Richard Bratby

The BBC Singers Centenary Concert was toe-curling

Plus: English Touring Opera demonstrates why Judith Weir's opera Blond Eckbert deserves to be better known

William Morgan (Walther), Flora McIntosh (Berthe), Aoife Miskelly (the bird) and Alex Otterburn (Eckbert) in Judith Weir's haunted, oddly unsettling Blond Eckbert. Image: Richard Hubert Smith 
issue 12 October 2024

When does a new opera enter the repertoire? Judith Weir’s Blond Eckbert has only had a couple of UK productions since its première at English National Opera in 1994, but it’s been doing reasonably good business on the continent, where its source material – a story by German writer Ludwig Tieck – presumably has more cultural currency. In any case, it’s back now, as part of English Touring Opera’s autumn roster, and both the staging (by ETO’s general director Robin Norton-Hale) and the performances deserve to make Weir’s haunted, oddly unsettling opera a lot better known.

If my toes had curled any harder I think I’d have dropped a shoe size

As it should be: this is a small opera that makes a bigger and darker impression each time you see it. It’s now scored for a chamber ensemble and just four singers, and it’s astonishing how much depth and meaning Weir finds in the simplest of sounds – how unerringly she seems to find the soul of each instrument, and the precise amount of space and weight to give to each word of Tieck’s gnomic text. There’s never any sense of strain, or of music trying to carry more drama than it will bear.

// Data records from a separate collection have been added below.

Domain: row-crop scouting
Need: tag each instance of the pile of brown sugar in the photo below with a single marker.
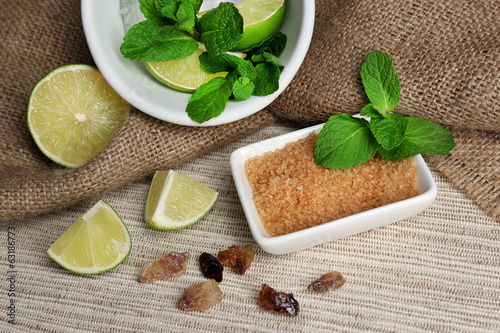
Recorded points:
(292, 193)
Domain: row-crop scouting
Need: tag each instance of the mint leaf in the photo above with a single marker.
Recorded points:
(220, 28)
(345, 142)
(210, 99)
(380, 81)
(186, 14)
(274, 44)
(389, 131)
(421, 137)
(266, 57)
(225, 63)
(183, 12)
(151, 40)
(168, 8)
(148, 8)
(267, 81)
(243, 88)
(369, 111)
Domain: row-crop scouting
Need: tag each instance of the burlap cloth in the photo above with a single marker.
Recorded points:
(438, 271)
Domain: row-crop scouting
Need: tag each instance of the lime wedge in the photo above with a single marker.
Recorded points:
(72, 114)
(183, 74)
(97, 242)
(176, 201)
(261, 19)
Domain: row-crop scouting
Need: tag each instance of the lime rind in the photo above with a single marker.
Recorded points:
(54, 107)
(159, 219)
(184, 74)
(257, 28)
(101, 204)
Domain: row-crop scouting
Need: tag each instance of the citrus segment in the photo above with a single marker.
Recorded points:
(72, 114)
(261, 19)
(96, 242)
(176, 201)
(183, 74)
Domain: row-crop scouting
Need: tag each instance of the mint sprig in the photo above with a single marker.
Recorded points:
(346, 141)
(172, 31)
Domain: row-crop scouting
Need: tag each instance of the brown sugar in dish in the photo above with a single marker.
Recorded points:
(292, 193)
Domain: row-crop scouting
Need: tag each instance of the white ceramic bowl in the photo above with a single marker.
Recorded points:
(104, 31)
(333, 230)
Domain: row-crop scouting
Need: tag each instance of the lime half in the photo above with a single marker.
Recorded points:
(176, 201)
(73, 112)
(261, 19)
(183, 74)
(97, 242)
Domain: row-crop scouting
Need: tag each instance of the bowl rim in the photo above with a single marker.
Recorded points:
(425, 181)
(149, 95)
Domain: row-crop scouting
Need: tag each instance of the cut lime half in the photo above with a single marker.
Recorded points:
(97, 242)
(73, 112)
(261, 19)
(176, 201)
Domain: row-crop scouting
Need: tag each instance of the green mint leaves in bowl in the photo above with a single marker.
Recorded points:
(175, 29)
(346, 141)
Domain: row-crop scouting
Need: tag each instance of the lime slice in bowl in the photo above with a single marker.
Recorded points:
(176, 201)
(183, 74)
(73, 112)
(261, 19)
(97, 242)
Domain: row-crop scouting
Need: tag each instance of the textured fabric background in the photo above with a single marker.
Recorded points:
(436, 272)
(446, 54)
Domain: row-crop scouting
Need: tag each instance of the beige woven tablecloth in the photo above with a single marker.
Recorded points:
(435, 272)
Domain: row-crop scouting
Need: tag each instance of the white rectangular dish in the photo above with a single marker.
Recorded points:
(333, 230)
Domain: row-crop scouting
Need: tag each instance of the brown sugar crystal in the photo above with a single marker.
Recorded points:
(292, 193)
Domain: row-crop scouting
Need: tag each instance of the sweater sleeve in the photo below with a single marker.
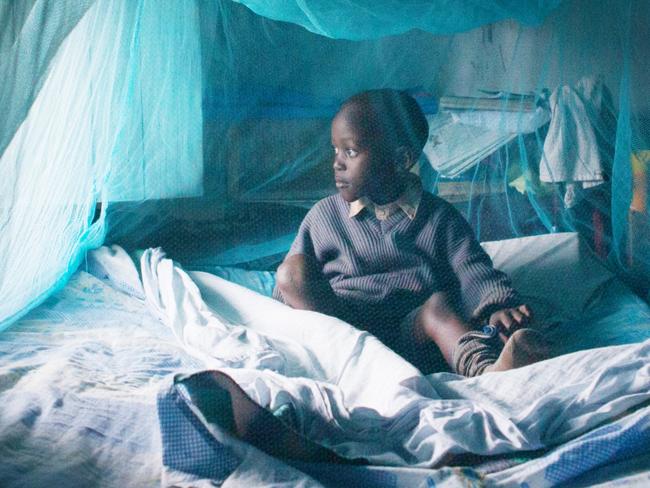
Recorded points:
(302, 244)
(483, 288)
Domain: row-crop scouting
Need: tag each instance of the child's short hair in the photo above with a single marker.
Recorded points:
(392, 115)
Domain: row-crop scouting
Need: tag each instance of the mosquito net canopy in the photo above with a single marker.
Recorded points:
(203, 126)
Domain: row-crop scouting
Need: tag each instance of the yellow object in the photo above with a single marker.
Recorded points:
(640, 162)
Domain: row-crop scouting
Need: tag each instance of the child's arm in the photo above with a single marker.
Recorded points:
(300, 282)
(486, 293)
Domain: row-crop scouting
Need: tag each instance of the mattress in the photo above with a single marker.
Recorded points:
(84, 379)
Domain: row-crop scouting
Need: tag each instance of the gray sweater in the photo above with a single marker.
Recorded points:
(383, 269)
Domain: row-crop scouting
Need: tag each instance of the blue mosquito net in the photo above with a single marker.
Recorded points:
(202, 126)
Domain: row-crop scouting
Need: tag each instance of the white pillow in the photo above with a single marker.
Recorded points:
(557, 274)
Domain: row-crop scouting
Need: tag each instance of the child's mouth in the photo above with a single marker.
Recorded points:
(342, 184)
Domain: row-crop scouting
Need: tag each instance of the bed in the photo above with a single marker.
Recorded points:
(94, 392)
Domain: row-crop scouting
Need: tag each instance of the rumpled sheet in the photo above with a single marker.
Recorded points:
(355, 396)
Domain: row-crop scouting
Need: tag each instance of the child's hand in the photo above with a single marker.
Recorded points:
(507, 320)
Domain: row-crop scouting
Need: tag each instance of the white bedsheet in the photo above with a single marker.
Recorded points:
(357, 397)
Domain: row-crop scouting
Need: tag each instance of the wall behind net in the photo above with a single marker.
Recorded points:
(207, 125)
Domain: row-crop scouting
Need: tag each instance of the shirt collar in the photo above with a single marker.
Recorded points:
(408, 202)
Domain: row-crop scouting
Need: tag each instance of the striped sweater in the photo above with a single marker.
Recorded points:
(383, 269)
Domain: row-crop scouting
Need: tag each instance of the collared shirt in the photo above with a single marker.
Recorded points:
(408, 202)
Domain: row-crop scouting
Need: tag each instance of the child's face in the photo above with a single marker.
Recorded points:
(358, 168)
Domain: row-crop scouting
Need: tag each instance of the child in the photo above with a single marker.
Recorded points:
(390, 258)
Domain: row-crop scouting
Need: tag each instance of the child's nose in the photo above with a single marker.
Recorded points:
(338, 164)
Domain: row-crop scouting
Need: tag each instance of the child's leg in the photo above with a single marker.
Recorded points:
(303, 286)
(241, 417)
(438, 320)
(470, 352)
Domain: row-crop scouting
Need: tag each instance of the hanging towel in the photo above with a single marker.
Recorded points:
(571, 149)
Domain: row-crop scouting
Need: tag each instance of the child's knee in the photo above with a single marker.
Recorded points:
(293, 272)
(439, 305)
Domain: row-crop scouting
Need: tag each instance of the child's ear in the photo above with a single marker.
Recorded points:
(403, 158)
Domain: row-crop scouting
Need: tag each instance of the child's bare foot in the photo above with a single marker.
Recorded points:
(524, 347)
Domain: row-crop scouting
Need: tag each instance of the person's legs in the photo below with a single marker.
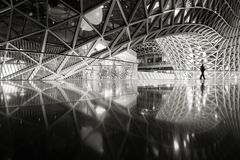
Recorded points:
(201, 75)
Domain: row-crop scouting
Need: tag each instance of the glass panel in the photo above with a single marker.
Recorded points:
(35, 9)
(66, 31)
(59, 12)
(4, 24)
(21, 25)
(116, 20)
(128, 7)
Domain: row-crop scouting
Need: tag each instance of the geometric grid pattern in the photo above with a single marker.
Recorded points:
(47, 39)
(189, 51)
(86, 114)
(151, 47)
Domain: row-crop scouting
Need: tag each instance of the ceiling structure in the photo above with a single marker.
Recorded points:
(55, 39)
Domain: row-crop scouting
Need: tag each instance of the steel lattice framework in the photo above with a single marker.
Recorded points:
(47, 39)
(188, 51)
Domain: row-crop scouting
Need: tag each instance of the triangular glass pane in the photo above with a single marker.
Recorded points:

Yet somehow Blond Eckbert creates a universe that’s pregnant with meaning: German romanticism in all its wonder, richness and horror. Norton-Hale’s production finds its centre immediately; we see pine-clad mountains and mist swirling through the forest. But Eckbert (Alex Otterburn) and his wife Berthe (Flora McIntosh) are a modern couple in a minimalist home (the designs are by Eleanor Bull) that serves both as shelter and trap. A bird – Aoife Miskelly, singing and moving with bright, knowing alertness – perches on the roof, the only character to address the audience directly. Walther, the outsider whose entrance unravels this idyll, is played by William Morgan, a tenor with earth in his voice and a knack of suggesting the uncanny even when he’s sitting still.